HS alters the expression of long non-coding RNAs. (A) Expression of long intergenic non-coding RNAs (lincRNAs) in CTRL versus HS detected by stranded paired-end sequencing. Significantly up- (red) and downregulated (blue) lincRNAs (≥2-fold change with baseMean ≥ 50 and padj < 0.01 from three independent replicates) are indicated. (B) qRT-PCR analysis of hsp-70 and linc-7 RNA levels after 15, 30 and 180 min of HS versus CTRL conditions. Mean fold changes and SEM from three independent replicates are shown. *P <0.05, **P <0.01, ***P <0.001 (t-test, two-sided). (C) Expression of ncRNAs in CTRL versus HS detected by stranded paired-end sequencing. Significantly up- (red) and downregulated (blue) ncRNAs (≥2-fold change with baseMean ≥ 50 and padj < 0.01 from three independent replicates) are indicated. (D) Expression of pseudogene RNAs in CTRL versus HS detected by stranded paired-end sequencing. Significantly up- (red) and downregulated (blue) pseudogene RNAs (≥2-fold change with baseMean ≥ 50 and padj < 0.05 from three independent replicates) are indicated.

Figure 4.

Upregulation of multiple repetitive element RNAs during HS. (A) Expression of repetitive element RNAs in CTRL versus HS detected by stranded paired-end sequencing and mapped to a database of repetitive elements (24).
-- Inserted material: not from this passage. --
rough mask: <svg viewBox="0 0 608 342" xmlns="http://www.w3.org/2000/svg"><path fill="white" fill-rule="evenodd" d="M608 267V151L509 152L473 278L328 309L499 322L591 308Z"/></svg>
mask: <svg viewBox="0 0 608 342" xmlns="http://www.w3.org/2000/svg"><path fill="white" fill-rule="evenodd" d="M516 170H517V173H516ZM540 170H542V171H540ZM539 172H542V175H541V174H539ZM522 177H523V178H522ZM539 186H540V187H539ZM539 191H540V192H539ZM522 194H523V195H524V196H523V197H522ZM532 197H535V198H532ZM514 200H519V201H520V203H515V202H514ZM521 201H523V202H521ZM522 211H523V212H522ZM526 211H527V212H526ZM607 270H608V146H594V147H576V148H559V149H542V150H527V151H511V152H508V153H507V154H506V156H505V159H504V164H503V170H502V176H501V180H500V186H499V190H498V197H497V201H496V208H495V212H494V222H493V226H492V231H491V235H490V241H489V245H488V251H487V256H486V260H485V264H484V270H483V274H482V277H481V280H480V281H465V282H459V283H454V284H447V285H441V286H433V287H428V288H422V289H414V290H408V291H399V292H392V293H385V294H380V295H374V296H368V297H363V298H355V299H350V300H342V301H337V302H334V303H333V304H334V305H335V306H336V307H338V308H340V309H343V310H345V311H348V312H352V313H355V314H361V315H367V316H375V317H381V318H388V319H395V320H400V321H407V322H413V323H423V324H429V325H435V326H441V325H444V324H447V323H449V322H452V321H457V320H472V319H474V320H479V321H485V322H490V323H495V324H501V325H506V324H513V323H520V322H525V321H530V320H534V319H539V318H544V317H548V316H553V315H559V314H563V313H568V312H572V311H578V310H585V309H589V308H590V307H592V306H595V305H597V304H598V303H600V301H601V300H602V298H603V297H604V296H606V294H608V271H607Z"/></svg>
Significantly up- (red) and downregulated (blue) repeat RNAs (≥2-fold change with baseMean ≥ 100 and padj < 0.05 from three independent replicates) are indicated. (B) List of repetitive element RNAs upregulated at least 10-fold in HS. (C) Semi-quantitative RT-PCR detection of the indicated RNAs in CTRL and after 15 or 30 min of HS. (D) Quantitative RT-PCR analysis of hsp-16.2 and Helitron1_CE RNA expression during a time course of HS. Mean fold changes and SEM from three independent replicates are shown. *P < 0.05, **P < 0.01, ***P < 0.001 (t-test, two-sided).

Figure 5.

NcRNAs are regulated by HSF-1 during HS. (A) Genome browser screenshots of HSF-1 (yellow) and Pol II (blue) ChIP-seq data from control (CTRL) and HS conditions (data from (26)) for representative genes (hsp-16.2 and hsp-16.41, mRNA; Helitron1_CE, repeat RNA, miR-239a and miR-239b, miRNA; dct-10, pseudogene). Individual HSEs identified using FIMO (P < 1e-04) are indicated (30). (B) Fold change in RNA levels of hsp16.2, Helitron1_CE, miR-239b and dct-10 after 30 min of HS in animals subjected to empty vector or hsf-1 RNAi, and WT versus a strain overexpressing HSF-1 (hsf-1 OEX) determined by qRT-PCR analyses. The mean fold changes and SEM from three independent replicates are graphed. *P < 0.05, **P < 0.01 (t-test, two-sided).